Comment by GetStucco
2006-08-27 09:21:52

$2.7m condotels, anyone? (I could not figure out whether the headline meant the condos were “popping up” or the condo bubble had popped “up at Hotel Del”)
————————————————————————————————–
Condos pop up at Hotel Del

Part-time residences are part of 15-year plan to upgrade S.D.’s historic Hotel del Coronado

By Janine Zúñiga
STAFF WRITER

August 27, 2006

CORONADO – For $2.7 million, you, too, can own a piece of the Hotel del Coronado.

That’s the starting price on the most affordable of 35 luxury-built beachfront cottages and villas under construction at the 118-year-old hotel. The drawback is that owners can use the condos for only 90 days a year. Then they go back into the rental pool with the hotel’s other 679 rooms.

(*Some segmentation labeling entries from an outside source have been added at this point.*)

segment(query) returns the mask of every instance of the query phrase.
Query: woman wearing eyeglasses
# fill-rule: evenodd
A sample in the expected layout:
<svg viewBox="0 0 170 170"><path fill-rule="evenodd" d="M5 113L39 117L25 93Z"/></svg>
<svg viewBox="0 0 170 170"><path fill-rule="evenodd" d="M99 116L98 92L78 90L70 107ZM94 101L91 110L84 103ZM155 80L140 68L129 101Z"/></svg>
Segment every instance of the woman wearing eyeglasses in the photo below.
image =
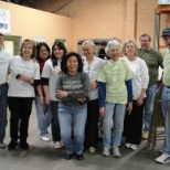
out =
<svg viewBox="0 0 170 170"><path fill-rule="evenodd" d="M144 60L137 56L137 45L127 41L123 46L124 60L132 73L132 110L125 115L126 147L137 150L141 142L144 100L149 83L148 67Z"/></svg>

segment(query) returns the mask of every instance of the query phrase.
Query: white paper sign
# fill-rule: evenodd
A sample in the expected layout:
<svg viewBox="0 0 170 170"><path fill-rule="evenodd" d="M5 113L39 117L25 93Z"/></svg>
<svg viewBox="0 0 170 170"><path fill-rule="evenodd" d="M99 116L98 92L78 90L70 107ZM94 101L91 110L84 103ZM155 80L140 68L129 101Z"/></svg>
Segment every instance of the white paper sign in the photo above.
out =
<svg viewBox="0 0 170 170"><path fill-rule="evenodd" d="M170 0L158 0L158 4L170 4Z"/></svg>
<svg viewBox="0 0 170 170"><path fill-rule="evenodd" d="M0 9L0 32L4 34L11 33L10 11L6 9Z"/></svg>

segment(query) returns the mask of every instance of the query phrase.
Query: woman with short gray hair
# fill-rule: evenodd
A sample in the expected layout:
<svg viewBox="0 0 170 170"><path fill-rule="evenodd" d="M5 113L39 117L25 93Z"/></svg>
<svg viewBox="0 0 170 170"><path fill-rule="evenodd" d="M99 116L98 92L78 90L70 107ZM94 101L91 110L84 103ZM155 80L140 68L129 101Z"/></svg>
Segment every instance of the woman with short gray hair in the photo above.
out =
<svg viewBox="0 0 170 170"><path fill-rule="evenodd" d="M113 157L120 157L126 104L129 113L132 109L131 71L124 61L118 60L120 52L121 45L117 40L108 42L106 54L110 60L102 66L98 75L99 114L104 118L104 157L110 155L110 146Z"/></svg>

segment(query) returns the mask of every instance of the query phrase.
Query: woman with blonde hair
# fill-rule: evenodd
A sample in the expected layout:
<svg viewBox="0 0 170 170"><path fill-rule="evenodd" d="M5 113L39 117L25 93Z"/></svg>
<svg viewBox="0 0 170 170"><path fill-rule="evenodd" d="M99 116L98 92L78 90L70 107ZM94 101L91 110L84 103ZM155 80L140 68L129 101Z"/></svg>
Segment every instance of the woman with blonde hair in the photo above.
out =
<svg viewBox="0 0 170 170"><path fill-rule="evenodd" d="M126 111L124 131L126 147L137 150L141 142L144 100L149 83L148 67L144 60L137 56L137 45L134 41L127 41L123 46L124 60L132 73L132 110Z"/></svg>
<svg viewBox="0 0 170 170"><path fill-rule="evenodd" d="M32 110L32 102L35 97L34 86L38 86L40 79L39 64L32 61L34 54L34 42L24 40L20 49L20 55L12 57L10 62L11 81L9 84L8 99L10 118L11 141L8 145L9 150L13 150L18 145L29 149L28 128ZM18 131L18 128L20 130ZM18 142L20 136L20 144Z"/></svg>

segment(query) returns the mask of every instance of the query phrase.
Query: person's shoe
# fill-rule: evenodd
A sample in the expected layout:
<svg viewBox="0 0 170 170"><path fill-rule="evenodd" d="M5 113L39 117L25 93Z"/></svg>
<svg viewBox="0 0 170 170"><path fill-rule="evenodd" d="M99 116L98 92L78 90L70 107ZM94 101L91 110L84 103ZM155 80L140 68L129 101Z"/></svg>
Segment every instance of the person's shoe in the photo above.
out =
<svg viewBox="0 0 170 170"><path fill-rule="evenodd" d="M62 148L62 145L61 145L60 141L54 141L53 142L53 147L54 147L54 149L61 149Z"/></svg>
<svg viewBox="0 0 170 170"><path fill-rule="evenodd" d="M45 136L45 135L40 136L40 137L41 137L41 139L44 140L44 141L50 141L50 140L51 140L51 139L50 139L47 136Z"/></svg>
<svg viewBox="0 0 170 170"><path fill-rule="evenodd" d="M148 137L149 137L149 132L148 132L148 131L145 131L145 132L142 134L142 139L144 139L144 140L147 140Z"/></svg>
<svg viewBox="0 0 170 170"><path fill-rule="evenodd" d="M109 157L110 156L109 148L104 148L103 156L104 157Z"/></svg>
<svg viewBox="0 0 170 170"><path fill-rule="evenodd" d="M94 153L96 151L96 148L95 147L89 147L89 152Z"/></svg>
<svg viewBox="0 0 170 170"><path fill-rule="evenodd" d="M139 147L138 147L137 145L131 145L131 149L132 149L132 150L138 150Z"/></svg>
<svg viewBox="0 0 170 170"><path fill-rule="evenodd" d="M66 152L66 153L64 155L64 159L70 160L70 159L72 159L73 155L74 155L74 153L67 153L67 152Z"/></svg>
<svg viewBox="0 0 170 170"><path fill-rule="evenodd" d="M114 157L114 158L120 158L120 157L121 157L118 147L113 147L113 157Z"/></svg>
<svg viewBox="0 0 170 170"><path fill-rule="evenodd" d="M81 155L75 155L75 156L76 156L76 159L77 159L77 160L83 160L83 159L84 159L83 153L81 153Z"/></svg>
<svg viewBox="0 0 170 170"><path fill-rule="evenodd" d="M0 142L0 149L6 149L6 144L4 142Z"/></svg>
<svg viewBox="0 0 170 170"><path fill-rule="evenodd" d="M62 145L62 148L64 148L64 142L63 142L63 140L61 140L61 145Z"/></svg>
<svg viewBox="0 0 170 170"><path fill-rule="evenodd" d="M131 148L131 144L127 142L127 144L125 145L125 147L130 149L130 148Z"/></svg>
<svg viewBox="0 0 170 170"><path fill-rule="evenodd" d="M10 144L8 145L9 150L14 150L18 147L19 142L11 140Z"/></svg>
<svg viewBox="0 0 170 170"><path fill-rule="evenodd" d="M158 163L169 163L170 162L170 156L167 153L162 153L160 157L156 159L156 162Z"/></svg>
<svg viewBox="0 0 170 170"><path fill-rule="evenodd" d="M19 144L19 146L23 149L23 150L29 150L30 146L26 141L21 141Z"/></svg>

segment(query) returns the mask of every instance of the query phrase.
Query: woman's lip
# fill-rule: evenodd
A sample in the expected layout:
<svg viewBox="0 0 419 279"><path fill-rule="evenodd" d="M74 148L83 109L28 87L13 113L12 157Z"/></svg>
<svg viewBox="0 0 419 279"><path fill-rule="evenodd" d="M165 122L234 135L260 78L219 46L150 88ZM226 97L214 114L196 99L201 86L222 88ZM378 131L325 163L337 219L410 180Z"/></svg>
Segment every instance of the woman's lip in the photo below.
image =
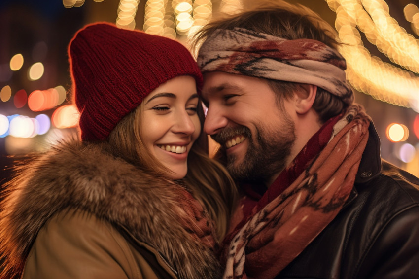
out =
<svg viewBox="0 0 419 279"><path fill-rule="evenodd" d="M172 156L173 158L175 158L178 160L184 160L187 158L188 157L188 154L189 153L189 151L187 149L186 149L186 151L183 153L177 153L175 152L173 152L172 151L168 151L165 149L162 149L157 145L156 145L156 147L159 150L164 152L165 154L169 156Z"/></svg>

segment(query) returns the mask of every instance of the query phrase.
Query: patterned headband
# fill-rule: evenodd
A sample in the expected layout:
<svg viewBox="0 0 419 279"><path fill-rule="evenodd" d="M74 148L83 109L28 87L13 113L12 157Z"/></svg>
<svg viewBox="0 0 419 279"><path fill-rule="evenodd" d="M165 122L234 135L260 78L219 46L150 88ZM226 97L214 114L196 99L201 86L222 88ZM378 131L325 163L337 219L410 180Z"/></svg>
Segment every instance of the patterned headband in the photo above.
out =
<svg viewBox="0 0 419 279"><path fill-rule="evenodd" d="M310 39L287 40L242 28L217 30L198 56L203 72L219 71L317 85L350 104L346 63L337 51Z"/></svg>

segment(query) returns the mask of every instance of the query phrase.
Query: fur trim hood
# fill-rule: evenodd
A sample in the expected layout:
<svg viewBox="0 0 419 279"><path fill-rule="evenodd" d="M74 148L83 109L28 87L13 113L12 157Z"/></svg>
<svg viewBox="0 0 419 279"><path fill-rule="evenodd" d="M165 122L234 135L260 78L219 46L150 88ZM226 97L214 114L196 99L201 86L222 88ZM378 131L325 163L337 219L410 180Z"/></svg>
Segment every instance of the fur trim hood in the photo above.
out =
<svg viewBox="0 0 419 279"><path fill-rule="evenodd" d="M39 229L69 209L124 227L164 255L181 278L218 277L213 252L174 221L182 212L181 186L80 142L28 156L15 168L0 204L0 253L7 255L2 278L18 278Z"/></svg>

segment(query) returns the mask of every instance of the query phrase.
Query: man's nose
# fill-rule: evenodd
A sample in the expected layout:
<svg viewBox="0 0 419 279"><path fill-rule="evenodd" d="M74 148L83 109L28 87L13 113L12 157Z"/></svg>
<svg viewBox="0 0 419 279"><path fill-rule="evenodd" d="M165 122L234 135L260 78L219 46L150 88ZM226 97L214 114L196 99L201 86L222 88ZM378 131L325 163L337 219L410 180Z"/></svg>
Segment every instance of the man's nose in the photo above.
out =
<svg viewBox="0 0 419 279"><path fill-rule="evenodd" d="M211 105L207 111L204 122L204 131L208 135L214 135L227 126L228 120L223 109L216 105Z"/></svg>

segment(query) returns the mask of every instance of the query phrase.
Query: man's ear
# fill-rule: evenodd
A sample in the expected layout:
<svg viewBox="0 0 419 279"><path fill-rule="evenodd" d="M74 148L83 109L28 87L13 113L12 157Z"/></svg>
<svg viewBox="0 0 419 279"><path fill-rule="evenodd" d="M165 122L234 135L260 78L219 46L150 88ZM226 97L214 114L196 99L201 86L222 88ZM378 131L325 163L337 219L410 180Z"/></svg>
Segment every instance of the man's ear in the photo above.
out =
<svg viewBox="0 0 419 279"><path fill-rule="evenodd" d="M317 93L317 86L312 84L300 84L295 93L295 111L304 114L310 110L313 105Z"/></svg>

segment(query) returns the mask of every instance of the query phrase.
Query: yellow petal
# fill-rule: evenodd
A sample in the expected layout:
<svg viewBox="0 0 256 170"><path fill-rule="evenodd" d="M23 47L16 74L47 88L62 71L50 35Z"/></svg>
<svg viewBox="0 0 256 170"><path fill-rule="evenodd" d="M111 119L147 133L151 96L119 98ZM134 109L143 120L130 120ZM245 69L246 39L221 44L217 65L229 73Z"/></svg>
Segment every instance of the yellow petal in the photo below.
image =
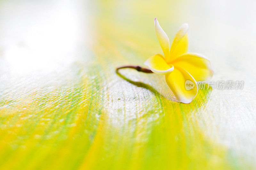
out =
<svg viewBox="0 0 256 170"><path fill-rule="evenodd" d="M164 56L160 54L149 57L144 63L144 65L148 67L153 72L159 74L169 74L174 68L172 65L167 64Z"/></svg>
<svg viewBox="0 0 256 170"><path fill-rule="evenodd" d="M209 60L200 54L188 53L181 55L171 62L189 73L197 81L206 81L212 76L213 71Z"/></svg>
<svg viewBox="0 0 256 170"><path fill-rule="evenodd" d="M184 24L179 29L174 36L170 50L170 59L173 60L181 54L186 53L188 47L188 25ZM168 62L170 60L166 61Z"/></svg>
<svg viewBox="0 0 256 170"><path fill-rule="evenodd" d="M160 27L158 21L156 19L156 18L154 19L155 21L155 30L156 37L160 44L160 46L162 48L164 58L165 60L168 60L170 58L170 43L169 41L169 38L164 31Z"/></svg>
<svg viewBox="0 0 256 170"><path fill-rule="evenodd" d="M165 81L176 98L184 103L189 103L197 94L196 82L188 72L179 67L166 75Z"/></svg>

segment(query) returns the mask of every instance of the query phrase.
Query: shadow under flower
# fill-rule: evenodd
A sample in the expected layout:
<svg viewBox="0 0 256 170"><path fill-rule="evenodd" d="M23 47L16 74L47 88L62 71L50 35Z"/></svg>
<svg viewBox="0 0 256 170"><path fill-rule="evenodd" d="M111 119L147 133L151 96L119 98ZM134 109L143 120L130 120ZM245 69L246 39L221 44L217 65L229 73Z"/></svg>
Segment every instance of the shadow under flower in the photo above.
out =
<svg viewBox="0 0 256 170"><path fill-rule="evenodd" d="M119 70L116 70L116 73L119 76L122 78L126 81L139 87L142 87L150 90L154 95L161 97L161 98L164 99L169 101L171 101L174 103L180 103L184 104L180 102L175 101L172 99L170 99L169 97L163 95L158 92L153 87L147 84L140 81L135 81L130 79L121 74L119 71ZM207 87L207 86L206 86ZM170 89L170 90L171 90ZM212 88L210 87L208 89L198 89L197 94L194 100L190 103L196 103L199 104L199 106L205 104L209 100L211 92L212 90Z"/></svg>

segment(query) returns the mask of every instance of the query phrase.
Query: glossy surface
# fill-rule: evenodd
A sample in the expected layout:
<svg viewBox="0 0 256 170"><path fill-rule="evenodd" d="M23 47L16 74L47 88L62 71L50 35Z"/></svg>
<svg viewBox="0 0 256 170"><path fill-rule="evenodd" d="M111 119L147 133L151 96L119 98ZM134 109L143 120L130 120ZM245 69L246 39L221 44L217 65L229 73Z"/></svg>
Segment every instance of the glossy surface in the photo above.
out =
<svg viewBox="0 0 256 170"><path fill-rule="evenodd" d="M255 2L0 1L0 169L255 168ZM177 103L142 66L190 26L212 80Z"/></svg>

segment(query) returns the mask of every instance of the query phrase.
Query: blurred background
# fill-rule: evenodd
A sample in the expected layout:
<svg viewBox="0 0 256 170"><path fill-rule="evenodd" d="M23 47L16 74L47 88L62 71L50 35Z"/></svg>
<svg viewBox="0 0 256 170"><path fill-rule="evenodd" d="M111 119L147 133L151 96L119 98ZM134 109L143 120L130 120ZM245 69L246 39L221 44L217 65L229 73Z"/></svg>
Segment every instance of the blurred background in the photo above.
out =
<svg viewBox="0 0 256 170"><path fill-rule="evenodd" d="M0 168L255 168L256 2L0 0ZM184 23L214 81L179 103L125 69Z"/></svg>

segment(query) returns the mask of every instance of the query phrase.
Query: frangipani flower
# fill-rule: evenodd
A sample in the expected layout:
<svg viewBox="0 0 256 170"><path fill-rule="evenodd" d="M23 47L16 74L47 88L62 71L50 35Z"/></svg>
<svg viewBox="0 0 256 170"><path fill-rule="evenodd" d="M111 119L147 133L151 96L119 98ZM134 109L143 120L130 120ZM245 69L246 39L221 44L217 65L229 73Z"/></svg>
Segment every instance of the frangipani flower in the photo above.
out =
<svg viewBox="0 0 256 170"><path fill-rule="evenodd" d="M175 35L170 48L169 39L155 18L156 36L164 56L157 54L148 59L144 64L154 73L165 75L165 81L176 98L189 103L197 94L196 81L205 81L213 74L209 60L197 54L187 53L188 47L188 25L184 24ZM193 88L186 88L187 82Z"/></svg>

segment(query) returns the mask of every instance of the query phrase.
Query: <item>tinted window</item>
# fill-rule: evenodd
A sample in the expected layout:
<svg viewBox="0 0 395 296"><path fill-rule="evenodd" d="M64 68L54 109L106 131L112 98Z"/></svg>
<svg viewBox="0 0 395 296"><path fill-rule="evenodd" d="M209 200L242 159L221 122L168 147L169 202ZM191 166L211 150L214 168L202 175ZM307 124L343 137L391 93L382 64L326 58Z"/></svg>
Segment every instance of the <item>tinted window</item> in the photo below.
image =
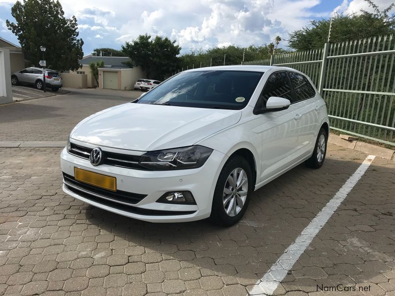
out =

The condos, ranging in size from 1,230 square feet to 2,030 square feet, will initially be priced from $2.7 million to just under $4 million. The first eight villas, which are the smaller condos, are expected to go on the market in mid-September.

http://www.signonsandiego.com/uniontrib/20060827/news_1m27delcondo.html

 
Comment by stcamp
2006-08-27 17:29:41

Interesting. We just came back from MACY’s at Tysons Corner, VA. I started talking to the saleslady and she told me that in the last few weeks business has just died. Not the gone on vacation type but an almost scary lack of business where the entire store is empty with just a few sales peope around.